The next potentially “dangerous” show in Odessa was agreed upon with the activists in advance, rather than right before the start. The owner of a local radio station asked permission from the protest organizers via Facebook to invite the Russian group “Mumiy Troll”.
Society is against
” ‘Mumiy Troll’ hasn’t visited the Crimea and hasn’t supported the occupation of Ukraine. Therefore, there’s no problem. The main criterion is not citizenship, but rather the attitude towards Ukraine,” clarified Sergey Sternenko, the former leader of the Odessa ‘Right Sector’ and the current organizer of the Odessa rallies.
According to Sternenko, the socio-political situation in the city remains rather shaky, and supporters of the ‘Russian world’ continue to be active in the information field. Actions against the concerts of musicians performing in the Crimea and Russia, as per Sergey, serve as a reminder to everyone that the war in the Ukraine is still in progress.
“For instance, I simply type ‘Irina Bilyk Crimea’ in a search engine, and I find all the information right away. After that, I invite representatives of other public organizations to join the protest,” Sergey explained regarding the principle that determines whether to protest or not.
Society is not against
The performers themselves have different views on the issue of Russians performing in Ukraine and vice versa. Star of the “Masks” theater troupe from Odessa, Boris Barsky, is surprised at the great fuss over the issue, considering it a good way to distract citizens from more serious problems.

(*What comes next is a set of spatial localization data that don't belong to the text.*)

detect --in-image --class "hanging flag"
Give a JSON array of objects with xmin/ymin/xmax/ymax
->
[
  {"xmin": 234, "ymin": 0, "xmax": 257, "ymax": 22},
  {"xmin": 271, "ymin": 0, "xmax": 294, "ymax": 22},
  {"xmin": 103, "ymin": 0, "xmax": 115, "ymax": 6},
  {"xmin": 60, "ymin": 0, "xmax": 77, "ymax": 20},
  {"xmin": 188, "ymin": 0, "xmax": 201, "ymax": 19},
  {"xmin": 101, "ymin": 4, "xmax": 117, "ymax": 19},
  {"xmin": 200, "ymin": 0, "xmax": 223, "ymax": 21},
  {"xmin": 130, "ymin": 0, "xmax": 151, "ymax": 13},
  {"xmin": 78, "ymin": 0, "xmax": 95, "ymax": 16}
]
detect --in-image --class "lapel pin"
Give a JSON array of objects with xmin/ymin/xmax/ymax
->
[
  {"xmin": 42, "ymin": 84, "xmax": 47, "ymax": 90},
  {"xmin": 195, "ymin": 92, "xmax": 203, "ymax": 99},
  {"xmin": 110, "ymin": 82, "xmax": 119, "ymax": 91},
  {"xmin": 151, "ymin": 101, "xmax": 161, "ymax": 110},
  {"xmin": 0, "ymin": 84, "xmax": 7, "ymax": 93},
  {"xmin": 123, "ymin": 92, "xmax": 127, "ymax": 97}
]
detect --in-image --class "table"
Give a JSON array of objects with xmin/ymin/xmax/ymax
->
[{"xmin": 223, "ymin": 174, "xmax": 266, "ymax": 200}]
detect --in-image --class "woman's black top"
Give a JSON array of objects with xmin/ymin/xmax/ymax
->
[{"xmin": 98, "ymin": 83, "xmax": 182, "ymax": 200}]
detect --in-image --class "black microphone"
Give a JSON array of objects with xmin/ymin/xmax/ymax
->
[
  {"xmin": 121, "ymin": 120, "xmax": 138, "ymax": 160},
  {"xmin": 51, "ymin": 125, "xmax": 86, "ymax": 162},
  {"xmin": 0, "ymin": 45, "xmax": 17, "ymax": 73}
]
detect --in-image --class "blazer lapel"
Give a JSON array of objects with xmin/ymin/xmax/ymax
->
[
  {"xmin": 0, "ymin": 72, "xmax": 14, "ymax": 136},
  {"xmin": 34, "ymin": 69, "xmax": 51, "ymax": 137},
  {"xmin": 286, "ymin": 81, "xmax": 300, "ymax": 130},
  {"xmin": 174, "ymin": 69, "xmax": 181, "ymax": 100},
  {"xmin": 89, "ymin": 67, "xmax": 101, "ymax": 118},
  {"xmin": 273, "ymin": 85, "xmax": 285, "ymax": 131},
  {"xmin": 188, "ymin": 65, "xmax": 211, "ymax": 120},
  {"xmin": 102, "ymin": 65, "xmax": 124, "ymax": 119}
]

Barsky is sure that a civil position is a matter of personal choice for everyone. A person can ‘vote with his feet’ – simply by not coming at a play or concert. He is skeptical about the initiative of the Ukrainian government to deny Russian actors entry into Ukraine at the legislative level.
“Actors are humans as well. Some are talented, yet foolish; some are smart but untalented. Sometimes they say wrong things on TV or radio. Well, that’s perhaps when you may take umbrage at them,” says the actor.
Stop-list for performers
Entry to the Ukraine for Representatives in Russian show-business, who have performed in the annexed Crimea and the self-proclaimed “republics”, has been prohibited by law. However, some of them do not protest against the decision.
In early July, Ukrainian border guards didn’t allow the Russian singer Dolphin in. He was supposed to perform at the Atlas Weekend festival in Kiev, so his fellow musicians had to play without the singer in karaoke mode, with the lyrics appearing on the screen for the public to sing along to.